Jennifer Winter of the University of Calgary says the $1,200-per-year cost estimate that PC leader Blaine Higgs has cited during the election campaign is twice as high as her own.

Winter's calculation puts the figure at $525 in direct costs. She says she tried several different calculations to reach the PC figure and couldn't match their number.

"To me that means they made a math error … or they used inflated assumptions about driving habits or average vehicle fuel efficiency," she said in a blog post this week.

Winter is an economist who oversees energy and environmental policy research at the University of Calgary's school of public policy.

Calculations revisited

Jacques Poitras/CBC
Jacques Poitras/CBC

In a Monday blog post, Winter said the PC's figure of $1,200 caused her to revisit an earlier calculation she made for a presentation to the Senate last year. In that paper, she put the New Brunswick figure at $964.

She said to come up with $1,200, the average household emissions in New Brunswick would have to be 24 tonnes of carbon dioxide a year, taxed at the federal requirement of $50 per tonne.

But she said data on household energy use from 2015 suggest the average household emits 10.5 tonnes — less than half. That produces her figure of $525.

The party said Tuesday its numbers come from an article in Maclean's in 2016 by another University of Calgary economist, Trevor Tombe.
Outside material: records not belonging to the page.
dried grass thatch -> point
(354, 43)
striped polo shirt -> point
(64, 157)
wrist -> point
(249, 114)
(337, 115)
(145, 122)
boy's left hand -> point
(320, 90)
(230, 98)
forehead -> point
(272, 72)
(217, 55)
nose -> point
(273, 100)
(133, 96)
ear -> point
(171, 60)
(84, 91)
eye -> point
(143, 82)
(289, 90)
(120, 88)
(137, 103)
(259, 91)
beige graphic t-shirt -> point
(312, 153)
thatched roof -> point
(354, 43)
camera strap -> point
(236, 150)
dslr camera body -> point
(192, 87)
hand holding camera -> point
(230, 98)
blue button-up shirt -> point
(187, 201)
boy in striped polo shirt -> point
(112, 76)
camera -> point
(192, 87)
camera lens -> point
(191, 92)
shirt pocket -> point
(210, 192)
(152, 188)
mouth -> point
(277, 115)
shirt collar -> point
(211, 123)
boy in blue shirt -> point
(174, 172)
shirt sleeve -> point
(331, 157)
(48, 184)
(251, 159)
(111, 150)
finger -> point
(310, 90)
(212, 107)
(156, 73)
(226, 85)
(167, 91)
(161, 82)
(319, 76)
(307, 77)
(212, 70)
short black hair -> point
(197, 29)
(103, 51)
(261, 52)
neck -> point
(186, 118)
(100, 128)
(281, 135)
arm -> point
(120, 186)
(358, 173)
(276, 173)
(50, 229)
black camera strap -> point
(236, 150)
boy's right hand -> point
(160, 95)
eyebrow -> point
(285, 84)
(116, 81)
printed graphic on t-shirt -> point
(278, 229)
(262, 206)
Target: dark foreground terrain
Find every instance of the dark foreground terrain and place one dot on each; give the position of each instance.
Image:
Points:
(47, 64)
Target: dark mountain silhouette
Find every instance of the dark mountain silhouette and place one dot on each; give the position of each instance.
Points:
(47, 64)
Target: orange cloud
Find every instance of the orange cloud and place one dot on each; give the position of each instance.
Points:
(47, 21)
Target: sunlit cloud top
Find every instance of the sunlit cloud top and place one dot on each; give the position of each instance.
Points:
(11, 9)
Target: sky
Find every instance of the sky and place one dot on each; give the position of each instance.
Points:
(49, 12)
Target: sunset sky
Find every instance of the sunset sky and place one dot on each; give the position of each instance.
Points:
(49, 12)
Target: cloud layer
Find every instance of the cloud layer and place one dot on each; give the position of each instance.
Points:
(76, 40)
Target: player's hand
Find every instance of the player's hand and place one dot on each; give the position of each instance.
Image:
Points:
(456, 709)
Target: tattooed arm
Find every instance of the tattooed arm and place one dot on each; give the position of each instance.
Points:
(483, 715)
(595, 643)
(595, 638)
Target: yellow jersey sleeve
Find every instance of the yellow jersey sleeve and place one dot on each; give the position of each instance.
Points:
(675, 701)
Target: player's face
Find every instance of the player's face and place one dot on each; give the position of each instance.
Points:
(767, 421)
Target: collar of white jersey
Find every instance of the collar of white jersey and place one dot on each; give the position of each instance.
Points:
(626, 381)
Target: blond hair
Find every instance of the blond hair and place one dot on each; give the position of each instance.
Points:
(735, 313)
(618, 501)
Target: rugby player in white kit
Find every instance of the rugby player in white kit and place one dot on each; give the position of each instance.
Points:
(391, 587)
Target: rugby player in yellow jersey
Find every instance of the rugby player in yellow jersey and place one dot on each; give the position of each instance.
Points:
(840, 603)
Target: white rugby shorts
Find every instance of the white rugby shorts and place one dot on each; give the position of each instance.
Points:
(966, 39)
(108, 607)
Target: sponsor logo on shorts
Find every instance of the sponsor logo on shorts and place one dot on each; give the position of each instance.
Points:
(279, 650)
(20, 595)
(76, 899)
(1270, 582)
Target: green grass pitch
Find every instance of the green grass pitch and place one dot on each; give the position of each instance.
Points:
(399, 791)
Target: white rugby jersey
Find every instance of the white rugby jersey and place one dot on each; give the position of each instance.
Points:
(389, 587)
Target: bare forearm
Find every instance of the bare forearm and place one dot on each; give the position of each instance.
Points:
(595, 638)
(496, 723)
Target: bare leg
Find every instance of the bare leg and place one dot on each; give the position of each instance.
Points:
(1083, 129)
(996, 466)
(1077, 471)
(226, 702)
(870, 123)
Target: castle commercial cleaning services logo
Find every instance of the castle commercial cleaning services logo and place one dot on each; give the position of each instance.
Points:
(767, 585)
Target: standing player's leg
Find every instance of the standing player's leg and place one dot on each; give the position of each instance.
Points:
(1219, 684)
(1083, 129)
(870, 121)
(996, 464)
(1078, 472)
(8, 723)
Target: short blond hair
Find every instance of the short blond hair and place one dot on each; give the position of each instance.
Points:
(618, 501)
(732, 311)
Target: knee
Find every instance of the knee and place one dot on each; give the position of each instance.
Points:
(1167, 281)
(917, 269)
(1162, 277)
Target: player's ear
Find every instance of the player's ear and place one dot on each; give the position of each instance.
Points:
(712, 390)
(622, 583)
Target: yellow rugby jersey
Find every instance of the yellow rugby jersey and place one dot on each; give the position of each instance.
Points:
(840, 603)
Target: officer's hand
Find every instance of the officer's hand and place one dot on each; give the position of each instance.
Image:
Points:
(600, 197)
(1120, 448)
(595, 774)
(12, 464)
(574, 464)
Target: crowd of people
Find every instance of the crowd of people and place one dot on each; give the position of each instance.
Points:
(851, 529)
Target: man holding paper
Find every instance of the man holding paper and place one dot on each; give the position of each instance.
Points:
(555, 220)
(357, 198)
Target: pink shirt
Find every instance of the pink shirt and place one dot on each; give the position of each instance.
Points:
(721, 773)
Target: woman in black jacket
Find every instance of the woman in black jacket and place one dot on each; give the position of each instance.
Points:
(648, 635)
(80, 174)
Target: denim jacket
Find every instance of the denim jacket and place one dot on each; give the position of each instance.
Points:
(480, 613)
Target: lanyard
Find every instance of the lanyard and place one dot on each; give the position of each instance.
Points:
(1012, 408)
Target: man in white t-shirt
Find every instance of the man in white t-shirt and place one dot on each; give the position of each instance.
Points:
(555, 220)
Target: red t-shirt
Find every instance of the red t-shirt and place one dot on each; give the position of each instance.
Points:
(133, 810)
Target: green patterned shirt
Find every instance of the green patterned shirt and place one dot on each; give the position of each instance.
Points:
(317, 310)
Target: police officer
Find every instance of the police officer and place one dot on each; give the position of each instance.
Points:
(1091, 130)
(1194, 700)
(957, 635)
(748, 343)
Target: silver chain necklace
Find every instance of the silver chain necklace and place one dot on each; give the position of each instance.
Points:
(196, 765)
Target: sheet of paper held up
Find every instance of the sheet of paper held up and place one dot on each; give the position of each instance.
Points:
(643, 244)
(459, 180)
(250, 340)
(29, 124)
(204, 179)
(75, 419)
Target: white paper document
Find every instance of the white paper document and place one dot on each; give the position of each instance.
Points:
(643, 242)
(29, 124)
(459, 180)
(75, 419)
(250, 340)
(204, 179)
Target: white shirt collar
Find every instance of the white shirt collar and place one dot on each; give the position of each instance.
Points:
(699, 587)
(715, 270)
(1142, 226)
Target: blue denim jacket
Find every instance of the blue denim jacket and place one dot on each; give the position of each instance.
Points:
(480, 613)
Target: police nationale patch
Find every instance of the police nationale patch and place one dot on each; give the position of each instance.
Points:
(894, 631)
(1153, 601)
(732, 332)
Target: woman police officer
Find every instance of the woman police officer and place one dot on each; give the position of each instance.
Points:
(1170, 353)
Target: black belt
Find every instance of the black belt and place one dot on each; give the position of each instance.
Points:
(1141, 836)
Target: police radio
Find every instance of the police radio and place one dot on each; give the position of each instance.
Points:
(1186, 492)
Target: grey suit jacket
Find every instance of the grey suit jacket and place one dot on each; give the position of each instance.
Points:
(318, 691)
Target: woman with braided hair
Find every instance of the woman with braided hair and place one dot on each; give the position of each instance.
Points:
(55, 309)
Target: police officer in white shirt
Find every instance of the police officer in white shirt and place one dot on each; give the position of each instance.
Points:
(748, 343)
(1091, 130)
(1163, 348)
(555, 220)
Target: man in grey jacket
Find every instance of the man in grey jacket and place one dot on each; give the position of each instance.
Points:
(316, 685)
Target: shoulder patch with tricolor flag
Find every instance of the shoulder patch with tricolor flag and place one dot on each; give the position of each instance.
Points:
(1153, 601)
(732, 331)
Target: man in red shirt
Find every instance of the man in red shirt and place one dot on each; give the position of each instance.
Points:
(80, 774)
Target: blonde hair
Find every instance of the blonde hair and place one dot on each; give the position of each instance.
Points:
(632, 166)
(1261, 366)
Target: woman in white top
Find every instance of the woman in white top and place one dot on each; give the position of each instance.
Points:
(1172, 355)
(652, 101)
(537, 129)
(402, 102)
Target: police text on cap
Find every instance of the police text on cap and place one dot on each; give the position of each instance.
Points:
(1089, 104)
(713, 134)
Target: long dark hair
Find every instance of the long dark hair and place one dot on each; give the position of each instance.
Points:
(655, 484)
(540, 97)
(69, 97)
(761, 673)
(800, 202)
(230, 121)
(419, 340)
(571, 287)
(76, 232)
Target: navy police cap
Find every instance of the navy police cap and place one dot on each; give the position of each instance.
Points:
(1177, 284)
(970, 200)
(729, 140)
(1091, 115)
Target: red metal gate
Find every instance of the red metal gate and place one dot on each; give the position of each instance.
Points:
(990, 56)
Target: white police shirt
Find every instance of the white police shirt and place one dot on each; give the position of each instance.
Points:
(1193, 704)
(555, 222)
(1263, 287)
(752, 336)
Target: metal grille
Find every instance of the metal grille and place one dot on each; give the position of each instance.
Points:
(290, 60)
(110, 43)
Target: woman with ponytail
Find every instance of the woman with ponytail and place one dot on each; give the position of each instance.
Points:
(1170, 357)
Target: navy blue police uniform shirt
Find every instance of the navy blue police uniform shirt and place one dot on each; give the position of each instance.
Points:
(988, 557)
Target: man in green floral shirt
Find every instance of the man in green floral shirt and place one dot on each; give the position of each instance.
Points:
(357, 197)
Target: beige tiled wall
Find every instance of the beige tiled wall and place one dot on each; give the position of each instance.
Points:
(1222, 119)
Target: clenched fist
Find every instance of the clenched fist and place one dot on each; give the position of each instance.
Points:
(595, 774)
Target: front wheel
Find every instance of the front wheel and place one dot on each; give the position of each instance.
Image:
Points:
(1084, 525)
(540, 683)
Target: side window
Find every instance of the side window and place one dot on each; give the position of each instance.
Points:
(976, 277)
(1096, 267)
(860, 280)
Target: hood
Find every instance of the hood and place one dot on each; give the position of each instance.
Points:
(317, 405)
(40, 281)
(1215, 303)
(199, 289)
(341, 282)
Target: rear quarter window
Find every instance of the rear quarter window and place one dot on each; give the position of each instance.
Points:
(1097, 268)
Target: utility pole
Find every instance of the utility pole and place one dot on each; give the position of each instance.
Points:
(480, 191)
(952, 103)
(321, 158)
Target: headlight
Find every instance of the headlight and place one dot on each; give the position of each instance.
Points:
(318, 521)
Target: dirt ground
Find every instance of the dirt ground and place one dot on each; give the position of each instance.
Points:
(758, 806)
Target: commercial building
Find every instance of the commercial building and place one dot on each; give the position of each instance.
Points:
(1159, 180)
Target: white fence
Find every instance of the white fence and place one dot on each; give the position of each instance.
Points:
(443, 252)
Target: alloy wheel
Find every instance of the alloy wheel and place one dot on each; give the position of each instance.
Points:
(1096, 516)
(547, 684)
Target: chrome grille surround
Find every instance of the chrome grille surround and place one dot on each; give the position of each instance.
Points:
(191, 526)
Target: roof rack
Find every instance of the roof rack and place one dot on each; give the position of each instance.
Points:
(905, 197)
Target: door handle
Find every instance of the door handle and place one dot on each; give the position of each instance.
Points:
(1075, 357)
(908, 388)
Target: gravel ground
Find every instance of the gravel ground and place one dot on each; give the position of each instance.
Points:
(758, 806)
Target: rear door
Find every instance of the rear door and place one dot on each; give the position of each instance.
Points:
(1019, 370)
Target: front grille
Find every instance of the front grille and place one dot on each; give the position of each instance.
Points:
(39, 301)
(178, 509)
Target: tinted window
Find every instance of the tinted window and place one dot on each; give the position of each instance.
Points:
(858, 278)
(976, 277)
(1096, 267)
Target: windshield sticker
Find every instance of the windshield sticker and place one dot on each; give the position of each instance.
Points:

It estimated direct carbon-tax costs in New Brunswick at $750 and indirect costs at $500.

"We didn't make them up or invent them, so that's where they came from," Higgs said.

The PCs say an eventual 12-cent-per-litre carbon tax at gas pumps will not only cost more there, but will also have spinoff effects that will ripple through the economy — increasing the cost of transporting goods that will then be passed on to consumers, for example.

Different assumptions, different data

Winter said in an interview she would not dispute Tombe's 2016 calculation but said they could be based on "potentially different assumptions and potentially different data."

"If politicians are going to make statements like this … they should be stating where their analysis is coming from and the assumptions they're making."

Catherine Harrop/CBC
Catherine Harrop/CBC

The PC party's $1,200 figure assumes the federal government will impose its carbon price on New Brunswick effective Jan. 1.

The Liberal government's carbon tax plan shifts a portion of the existing 15.5-cent-per-litre gas tax to a climate fund. This year it's shifting 2.3 cents. By 2022-23 it would reach 11.6 cents a litre, with no net increase in cost to the consumer.

But that plan is likely to violate the federal climate plan, which requires a net increase on the price of carbon emissions. It also says the tax must apply to home heating fuels, which are exempt under Premier Brian Gallant's plan.

If Ottawa confirms the Gallant plan doesn't measure up, it will impose its own price on the province.

Higgs hadn't read Winter's analysis when he was asked about it Tuesday morning. He offered to read it and respond in more detail later.

"We will look at it and do that comparison, but I haven't seen that."

Consumer decisions set true cost

Winter says the true cost of a carbon tax "is really going to depend on consumer decisions." People who choose more fuel-efficient cars or adopt better home-heating systems will pay less — exactly how a carbon tax is supposed to work to alter behaviour.

Jonathan Hayward/Canadian Press
Jonathan Hayward/Canadian Press

Winter also writes that the $1,200 estimate doesn't take into account that "there are many ways governments can use these [carbon tax] revenues to lower the burden on households and firms."

That actually dovetails with Higgs's promise that if a court challenge to Ottawa's system fails, he'll find a way to erase the cost impact on New Brunswickers.

The PC leader says he'd either rebate any New Brunswick carbon tax revenue that Ottawa turned over to the provincial government, or would cut other taxes by an equivalent amount to what people end up paying.

"Money that comes in on a carbon tax will go right back out into people's pockets," he said.